Bank lenders of Italian home furnishing company Gruppo Grancasa are considering hiring a financial advisor to conduct an independent business review on the company’s industrial plan, sources told Reorg. Continue reading for our EMEA Middle Market team's reporting on Gruppo Grancasa, and request a trial to access insight and analysis on hundreds of other performing, stressed and distressed credits in Europe. 

Gruppo Grancasa completed a debt restructuring process in 2020 and has more than €120 million of debt, sources said.

In the first two months of 2019, Grancasa’s revenue dropped 26% year over year due to decreasing sales in the electronics and appliances segments, according to the Italian association of workers tourism trade services, or UILTuCS.

In 2018, Grancasa initiated a strategic plan to relaunch the business for 2018-2022. On Dec. 4, 2018, the Italian law firm Molinari e Associati assisted Grancasa in the signing of two loans amounting to about €100 million to support the relaunch and growth plan. The banks were advised by law firm Simmons & Simmons, according to AziendaBanca.

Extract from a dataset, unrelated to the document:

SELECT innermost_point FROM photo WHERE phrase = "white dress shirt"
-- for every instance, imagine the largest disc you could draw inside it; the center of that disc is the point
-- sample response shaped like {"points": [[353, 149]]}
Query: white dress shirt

According to Gruppo Grancasa’s 2017 report, the latest available, its total debt was €131.7 million compared with €136.6 million a year earlier, while liquidity fell to €2.06 million from €2.09 million in 2016.

Gruppo Grancasa’s loss widened in 2017 to €14.7 million from a loss of €9.5 million in 2016 and EBITDA declined to negative €10.5 million from negative €3.1 million. Net sales also dropped 19.8% to €164.2 million in 2017 versus €204.9 million in 2016 as a result of the disposal of the sports segment in the Varese store of Gerenzano in October 2017, the group said in the report.

Grancasa sells furniture, kitchen appliances, home accessories and technological devices. Its chairman and CEO is Nazzario Pozzi.